You know you have found the right place when you are greeted by the unmistakable waft of smokey goodness as you walk through the door. Instantly our imagination (or was it hunger?) was filled with delightful meaty delicacies hanging in a traditional smokehouse shed. However, those expecting to find a variety of smoked meats, salamis and the like should look elsewhere. The Smokehouse team are masters at their craft and specialise in traditional, hot smoked seafood. May I add very, very good smoked seafood using only the finest local ingredients and aged South Coast hardwood.

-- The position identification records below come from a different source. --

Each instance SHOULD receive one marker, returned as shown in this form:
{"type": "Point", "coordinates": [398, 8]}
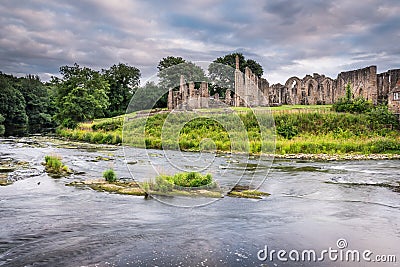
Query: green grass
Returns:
{"type": "Point", "coordinates": [54, 165]}
{"type": "Point", "coordinates": [110, 176]}
{"type": "Point", "coordinates": [168, 183]}
{"type": "Point", "coordinates": [308, 130]}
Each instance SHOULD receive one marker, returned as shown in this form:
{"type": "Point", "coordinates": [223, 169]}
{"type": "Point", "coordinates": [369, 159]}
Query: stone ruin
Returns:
{"type": "Point", "coordinates": [188, 98]}
{"type": "Point", "coordinates": [253, 91]}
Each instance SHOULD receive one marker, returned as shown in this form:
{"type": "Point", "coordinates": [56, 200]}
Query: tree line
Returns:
{"type": "Point", "coordinates": [28, 105]}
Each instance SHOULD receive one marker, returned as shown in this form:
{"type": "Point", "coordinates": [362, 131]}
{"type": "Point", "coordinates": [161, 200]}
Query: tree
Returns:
{"type": "Point", "coordinates": [81, 95]}
{"type": "Point", "coordinates": [148, 97]}
{"type": "Point", "coordinates": [123, 80]}
{"type": "Point", "coordinates": [224, 77]}
{"type": "Point", "coordinates": [37, 102]}
{"type": "Point", "coordinates": [12, 106]}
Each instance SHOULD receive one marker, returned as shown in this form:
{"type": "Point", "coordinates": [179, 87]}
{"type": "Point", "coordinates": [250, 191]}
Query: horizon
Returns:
{"type": "Point", "coordinates": [287, 39]}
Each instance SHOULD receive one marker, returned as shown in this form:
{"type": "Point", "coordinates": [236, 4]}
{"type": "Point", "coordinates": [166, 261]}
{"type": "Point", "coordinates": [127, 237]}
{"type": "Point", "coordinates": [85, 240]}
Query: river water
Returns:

The menu itself offered around 8 different entrees and about 8 different mains. We love a bit of variety, so for the entree we were pleased to find a “tasting plate for two” to share.

 Entree

Starting top left and working our way clockwise around the plate. We start with the crumbed smoked cod fritters that were light and fluffy and just a hint of smoke and a chilli aioli. A word of warning though – these balls emitted a nasty rotten egg gas smell when we bit into them so either gobble quickly or take a deep breath and hang in tight!

Next were the sizeable, tender smoked salmon squares on a crispy rice cracker. We then move on to my favourite taster – the smoked eel on the lemon wedge. No, I didn’t eat the lemon however I thoroughly enjoyed the soft, warm almost jelly-like consistency of the eel! (Just give me 10 of the eel and I’d be extremely pleased).

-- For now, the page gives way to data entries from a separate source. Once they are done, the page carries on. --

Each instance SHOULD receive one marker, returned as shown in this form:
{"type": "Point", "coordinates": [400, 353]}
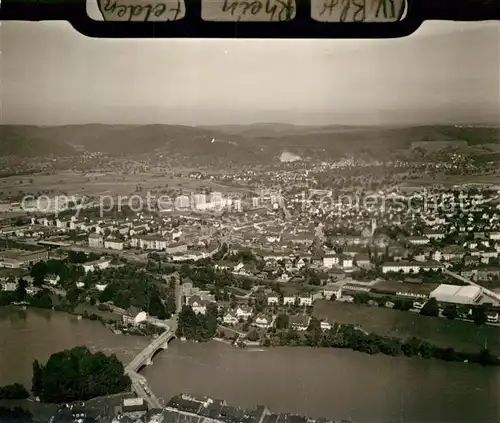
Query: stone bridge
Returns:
{"type": "Point", "coordinates": [145, 358]}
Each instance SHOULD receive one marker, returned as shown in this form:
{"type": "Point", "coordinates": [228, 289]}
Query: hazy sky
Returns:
{"type": "Point", "coordinates": [446, 72]}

This was followed by the smoked salmon and dill tarts and then the smoked garlic prawns wrapped in wonton skins and deep fried. The tarts tasted exactly as I had imagined and the prawns were worth a try yet reminded me of those deep fried dimsims you sometimes find at Chinese restaurants.

Lastly we had the smoked trout wrapped in crisp nori on a bed of sushi rice with toasted sesame seeds.  A nice take on sushi however the rice was undercooked and still crunchy. I’d suggest they should stick to what they do best that is, smoke stuff and leave making sushi rice to the Japanese!

 Mains

Now onto the mains. I ordered the smoked salmon, cod and leek pie. Thi grabbed the smoked crisp skin NZ salmon belly and our friend tried the rainbow trout smoked with dill and warm vegie salad. Yes, by this stage we noticed that 80% of the menu was a variety (is that the right word?) of either salmon or trout – I would have liked to have seen some smoked oysters or haddock on the menu too! The mains took around 30-40mins to come out (and yes, they forgot my order) however they were worth the wait.

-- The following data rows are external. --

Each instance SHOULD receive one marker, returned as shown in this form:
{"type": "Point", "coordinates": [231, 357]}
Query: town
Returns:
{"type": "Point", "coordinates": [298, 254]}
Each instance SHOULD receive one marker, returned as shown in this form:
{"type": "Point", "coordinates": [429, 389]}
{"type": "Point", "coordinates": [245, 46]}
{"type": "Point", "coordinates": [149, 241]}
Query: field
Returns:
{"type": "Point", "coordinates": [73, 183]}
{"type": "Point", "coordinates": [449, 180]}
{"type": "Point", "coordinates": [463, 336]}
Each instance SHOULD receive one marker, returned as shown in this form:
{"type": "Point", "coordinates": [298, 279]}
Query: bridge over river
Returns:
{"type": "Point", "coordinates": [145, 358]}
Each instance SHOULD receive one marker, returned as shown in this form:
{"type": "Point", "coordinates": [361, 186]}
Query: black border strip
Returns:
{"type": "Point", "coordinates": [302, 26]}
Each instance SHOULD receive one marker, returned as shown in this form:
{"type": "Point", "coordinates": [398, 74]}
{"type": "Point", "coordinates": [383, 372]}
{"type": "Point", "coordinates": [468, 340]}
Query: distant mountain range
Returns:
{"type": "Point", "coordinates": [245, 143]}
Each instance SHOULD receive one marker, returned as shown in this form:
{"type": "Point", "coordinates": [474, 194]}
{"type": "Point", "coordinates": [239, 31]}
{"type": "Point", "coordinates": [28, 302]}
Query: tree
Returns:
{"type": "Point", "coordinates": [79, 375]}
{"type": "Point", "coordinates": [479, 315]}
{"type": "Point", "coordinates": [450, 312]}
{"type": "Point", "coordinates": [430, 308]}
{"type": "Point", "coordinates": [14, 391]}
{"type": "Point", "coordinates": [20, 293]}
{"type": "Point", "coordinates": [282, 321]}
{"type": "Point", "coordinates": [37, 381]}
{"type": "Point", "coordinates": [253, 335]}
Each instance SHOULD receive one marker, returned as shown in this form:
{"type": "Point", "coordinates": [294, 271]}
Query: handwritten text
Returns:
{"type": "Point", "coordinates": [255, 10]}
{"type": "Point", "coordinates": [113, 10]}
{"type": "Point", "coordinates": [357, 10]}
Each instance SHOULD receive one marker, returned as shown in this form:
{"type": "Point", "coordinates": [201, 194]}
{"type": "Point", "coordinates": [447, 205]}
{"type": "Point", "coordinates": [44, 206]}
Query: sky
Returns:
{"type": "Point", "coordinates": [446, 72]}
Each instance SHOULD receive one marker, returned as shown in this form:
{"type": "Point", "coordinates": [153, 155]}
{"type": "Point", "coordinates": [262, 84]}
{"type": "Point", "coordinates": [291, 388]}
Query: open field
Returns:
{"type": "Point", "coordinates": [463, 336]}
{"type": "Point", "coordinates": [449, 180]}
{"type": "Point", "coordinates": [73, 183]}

The pie was infused with just the right amount of smoked flavour, was creamy and had a delectably crisped puff pastry lid. The salmon belly was exceptional. The quality of the salmon used was excellent and was smoked to perfection. The portions still juicy and plump and showcased the exquisite “fattiness” of the belly.

My only real gripe about the evening was the slow service and not remembering my main meal. To the staff’s credit, they were very friendly, polite and apologetic. They even offered to waive the cost of my pie for forgetting to cook it! This is why I wouldn’t mind going back a second time. There are not that many places that offer traditional smoked foods and The Smokehouse is definitely worth a try (if you don’t mind trying multiple smoked variations of salmon and trout!)

Where: The Smokehouse is located at 204 Devonshire St, Surry Hills
When: Opened Tues – Sat for Dinner and Friday for Lunch.
Dress: Casual/Smart Casual
Price: Entrees ~$15 and mains are ~$24 each.